Protocole en 6 points :
- Choisir un texte de littérature (pas un journal ou une revue — la prose fragmentée n’a pas les mêmes effets).
- S’asseoir bien droit, livre posé sur un support à hauteur des yeux — jamais tenu en main.
- Placer la main droite (jonction pouce-index) face à la bouche, à quelques centimètres des lèvres, comme un microphone orientant le son vers l’oreille droite.
- Lire lentement et en articulant : pousser les lèvres en avant, éviter leur retrait. Voix ferme, légèrement plus forte qu’en conversation.
- 30 minutes par jour minimum (au début : plusieurs sessions de 5–10 minutes pour éviter la fatigue).
- Enfants et personnes dyslexiques : quelques minutes suffisent, mais l’exercice doit être quotidien.
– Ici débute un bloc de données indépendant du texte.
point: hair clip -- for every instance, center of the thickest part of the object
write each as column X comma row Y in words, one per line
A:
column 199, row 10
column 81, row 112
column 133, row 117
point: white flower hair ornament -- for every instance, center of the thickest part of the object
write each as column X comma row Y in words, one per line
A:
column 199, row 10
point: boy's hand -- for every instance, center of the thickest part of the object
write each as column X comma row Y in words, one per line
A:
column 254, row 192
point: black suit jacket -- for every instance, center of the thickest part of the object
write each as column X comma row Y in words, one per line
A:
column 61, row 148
La posture est déterminante : dos droit, colonne verticale. À éviter : dos affaissé ou voûté, tête penchée en avant. La verticalité de la colonne conditionne directement la qualité de la conduction osseuse et donc l’auto-écoute.
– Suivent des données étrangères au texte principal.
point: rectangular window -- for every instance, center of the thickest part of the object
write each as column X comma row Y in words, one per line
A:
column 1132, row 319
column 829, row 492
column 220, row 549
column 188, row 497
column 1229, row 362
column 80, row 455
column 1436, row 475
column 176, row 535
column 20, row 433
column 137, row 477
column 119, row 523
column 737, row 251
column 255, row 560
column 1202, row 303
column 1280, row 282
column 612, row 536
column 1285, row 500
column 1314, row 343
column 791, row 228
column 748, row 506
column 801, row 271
🎯 Quiz — Module 26 : Voix et Musique
⚠️ Validez ce quiz avant de continuer.
Q1. À quelle zone correspond la voix soprano ?
A) Zone 1
B) Zone 2
C) Zone 3
D) Toutes les zones
Q2. Pourquoi violon et flûte de Mozart sont-ils les supports de référence ?
Q3. Décrivez le protocole de lecture à voix haute en 3 points.
Q4. V/F — La voix parlée est structurée uniquement par la Zone 1.
✅ Réponses
1. C) Zone 3 (3 000–8 000 Hz). Zone 1 = basse/alto ; Zone 2 = baryton/mezzo ; Zone 3 = soprano.
2. Leur plage (violon 196–4 000 Hz, flûte 220–2 637 Hz) couvre simultanément les zones 2 et 3 — discrimination phonémique + charge corticale maximale.
3. (1) Texte littéraire ; (2) Dos droit, main droite face à la bouche comme micro ; (3) 30 min/jour minimum, voix ferme, articulation poussée.
4. Faux. Zone 1 = rythme/accent ; Zone 2 = justesse/placement ; Zone 3 = timbre/couleur. Les trois zones contribuent.